Sports Asset Management Forum: Overcoming the Challenges of Transcoding, Delivery, and Future Technologies

In technology, as in life, the one thing you can be sure of is change. At SVG’s Sports Asset Management Forum on Tuesday, technology professionals discussed some of the key factors to establishing an effective and efficient asset management platform.

The panel agreed on one interesting piece of advice: plan to be wrong.

“File formats are going to change, codecs are going to change, network speeds are going to change, storage – whether its disk, or tape, or optical – all of that is going to change but your business is really what’s driving all of these decisions,” said Ali Etezadi-Amoli, senior product manager, media backbone solutions at Sony.

In addressing asset management on a grand scale, there are simple questions that every company needs to address. How do you get assets into your facility as efficiently as possible? How do you utilize them?
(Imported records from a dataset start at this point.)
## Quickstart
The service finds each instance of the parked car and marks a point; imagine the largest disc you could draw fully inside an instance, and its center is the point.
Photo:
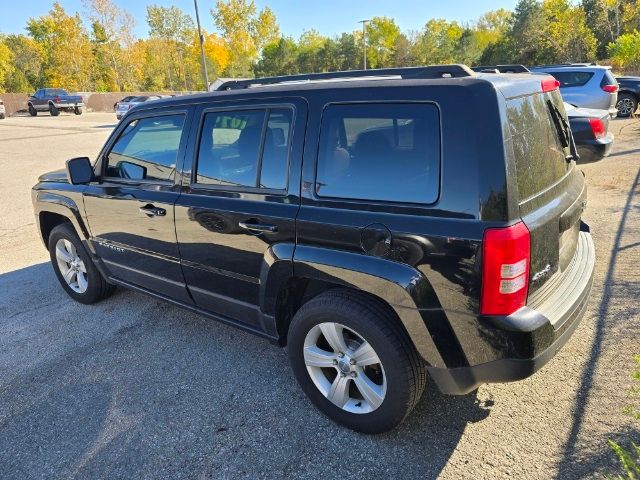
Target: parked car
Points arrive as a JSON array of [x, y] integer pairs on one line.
[[364, 224], [628, 95], [128, 98], [123, 107], [54, 100], [585, 85], [590, 128]]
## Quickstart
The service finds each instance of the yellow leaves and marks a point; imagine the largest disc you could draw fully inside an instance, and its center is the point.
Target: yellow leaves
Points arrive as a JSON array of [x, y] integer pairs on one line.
[[6, 57]]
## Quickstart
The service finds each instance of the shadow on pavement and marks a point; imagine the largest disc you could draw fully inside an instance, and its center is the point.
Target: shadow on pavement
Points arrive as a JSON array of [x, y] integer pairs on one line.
[[569, 467], [133, 387]]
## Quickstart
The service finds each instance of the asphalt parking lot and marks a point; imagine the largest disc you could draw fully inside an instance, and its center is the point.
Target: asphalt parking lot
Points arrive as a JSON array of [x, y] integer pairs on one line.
[[136, 388]]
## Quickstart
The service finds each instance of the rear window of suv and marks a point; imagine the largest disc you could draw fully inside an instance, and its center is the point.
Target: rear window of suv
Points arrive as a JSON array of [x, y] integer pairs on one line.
[[380, 152], [540, 159], [572, 79]]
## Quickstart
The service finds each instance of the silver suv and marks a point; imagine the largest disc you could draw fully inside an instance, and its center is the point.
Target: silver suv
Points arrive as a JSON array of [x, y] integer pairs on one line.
[[585, 85]]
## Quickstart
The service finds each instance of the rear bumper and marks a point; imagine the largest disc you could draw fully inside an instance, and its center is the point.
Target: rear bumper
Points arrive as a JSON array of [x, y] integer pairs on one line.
[[544, 327], [596, 150]]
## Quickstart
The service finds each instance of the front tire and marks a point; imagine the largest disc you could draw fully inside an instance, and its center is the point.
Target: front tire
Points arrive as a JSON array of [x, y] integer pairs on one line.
[[74, 268], [354, 361], [626, 105]]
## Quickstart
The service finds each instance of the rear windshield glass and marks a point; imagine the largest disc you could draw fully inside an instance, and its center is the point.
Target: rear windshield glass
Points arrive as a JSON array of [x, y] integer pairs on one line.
[[572, 79], [540, 159], [608, 79]]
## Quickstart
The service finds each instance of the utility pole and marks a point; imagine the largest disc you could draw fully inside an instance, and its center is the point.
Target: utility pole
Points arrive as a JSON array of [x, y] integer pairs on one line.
[[205, 73], [364, 42]]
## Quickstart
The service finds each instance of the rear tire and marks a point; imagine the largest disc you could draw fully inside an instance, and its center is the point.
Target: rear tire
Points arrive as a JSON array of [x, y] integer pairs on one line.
[[384, 391], [74, 268], [626, 105]]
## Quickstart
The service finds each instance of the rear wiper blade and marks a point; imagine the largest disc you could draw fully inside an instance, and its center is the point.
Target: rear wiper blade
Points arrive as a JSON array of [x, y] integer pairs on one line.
[[564, 132]]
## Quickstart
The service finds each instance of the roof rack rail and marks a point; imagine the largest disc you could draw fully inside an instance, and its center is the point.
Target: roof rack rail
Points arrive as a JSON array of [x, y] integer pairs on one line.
[[430, 71], [507, 68], [576, 64]]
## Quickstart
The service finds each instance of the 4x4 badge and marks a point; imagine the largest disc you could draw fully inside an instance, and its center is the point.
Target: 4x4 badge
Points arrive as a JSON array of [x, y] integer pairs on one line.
[[541, 273]]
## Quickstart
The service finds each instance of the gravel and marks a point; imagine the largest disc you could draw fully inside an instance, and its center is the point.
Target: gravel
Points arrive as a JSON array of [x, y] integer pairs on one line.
[[136, 388]]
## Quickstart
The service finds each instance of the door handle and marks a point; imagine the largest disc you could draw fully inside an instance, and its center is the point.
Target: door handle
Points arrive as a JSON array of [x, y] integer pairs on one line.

How do you make the distribution of those assets to outside partners as simple as can be?

Answering all of those questions efficiently is certainly a challenge, but planning for the ability to make technological changes in the future, the panel agreed, is the best first step to setting a company on the right path.

Transcoding For All
The most daunting challenge of any media-sharing venture is the wide array of formats that exist in the media space.

While setting the technology in place and automating the formats of incoming files can be relatively simple, the process of outbound distribution can be an overwhelming challenge as each partner has its own demands on format, frame size, bit rate, etc. That leads to transcoding a single video many different times.

“At Sony, we are of the opinion that that shouldn’t have to be something that an operator has to do every time because that’s tedious and operators are expensive,” said Etezadi-Amoli. “When its 3 o’clock in the morning and they have just finished logging all the games, they are pretty tired and may not be clicking all of the right boxes. So by having a system like Media Backbone Conductor, which is able to interface with all of these other third-party components…we’re able to take a lot of that guesswork out of the operators hands and follow the business logic to make sure that your goal of taking the right media, putting it in the right format, and getting it to the place it needs to go can all be as automated as possible.”

Brevity’s Mike Jackman went as far as to say that the asset management workflow may need a complete overhaul.

“I think we are at a place where we talk about the future of asset management and you have to look at what is the entire problem because if you look at it it feels, to us, that what we have is a bad work-around that has been hardened into a workflow,” said Jackman, SVP of business development at Brevity. “It’s all we do; it’s all we know how to do. We have files, we transcode them, and than we move them. It’s a very brute-force way of doing things because that’s what we’ve always done. We’re spending tons and tons of money and capital on infrastructure, hardware, and lots of labor.”

As an answer, Jackman stated that Brevity’s solutions look to streamline transport and transcode into one event.

“We take a file, pull it through our router, and, as it transports, it lands on your new location in a new file type, or five file types, or ten file types, or whatever you need,” he says. “It eliminates all the time it takes to do the transcoding.”

It’s a system that sounds promising but can only truly live to its true potential if Brevity devices were to conquer the market.

The Importance of Metadata
When discussing asset management, the buzzword ‘metadata’ will unavoidably arise in the conversation, simply because an archived file is relatively useless if the important information contained within the file is unknown.

Loggers apply metadata when archiving an event. It can be something as simple as a touchdown to as detailed as identifying advertising placement in a shot. Metadata is what makes clips searchable and makes an asset management system worthwhile.

“Our way of thinking is that access drives demand and you only get access through great metadata,” said Frank Cardello, general manager, platform at T3Media. “Metadata has to be frame-accurate to the timeline of the video and the reason why that is important is it all depends on what you mean by access. Access could mean a set of compliance-use cases; knowing that if Halle Berry isn’t in the frame she better not be in the frame.”

For archival companies such as T3Media, metadata is crucial to making an asset management efficient for its users and can even be useful for monitizing archives when distributing assets to the paying public.

The more rich the metadata, the more valuable a file is, but that still requires a certain level of man power.

“Where we are seeing separation is along the lines of metadata and more and more metadata being automated and than being augmented with web-based tools,” added Cardello. “We don’t build metadata tools, per say, but we do quite a good job of integrating phonetic indexing, speech-to-text, script-syncing, closed-caption syncing, and facial recognition. There’s automated metadata that may tag applause because it will know something great happened there.”

Educate Yourself
The key, as with an investment in any technology, is to get the proper advice before taking the dive.

“You have to understand what to ask,” said Tom McGowan, VP of business development at Integrated Media Technologies. “Because if you don’t know what to ask there’s no way you’re going to be able to build it. Do you have the staff on hand that is capable of looking at a NAS (network attached storage) and picking out which is the best? If you don’t, than you need help. You need to find a partner or partners that can help you do that.”

Cracked McGowan, “before you go out and buy a set of golf clubs, go out and get some golf lessons first.”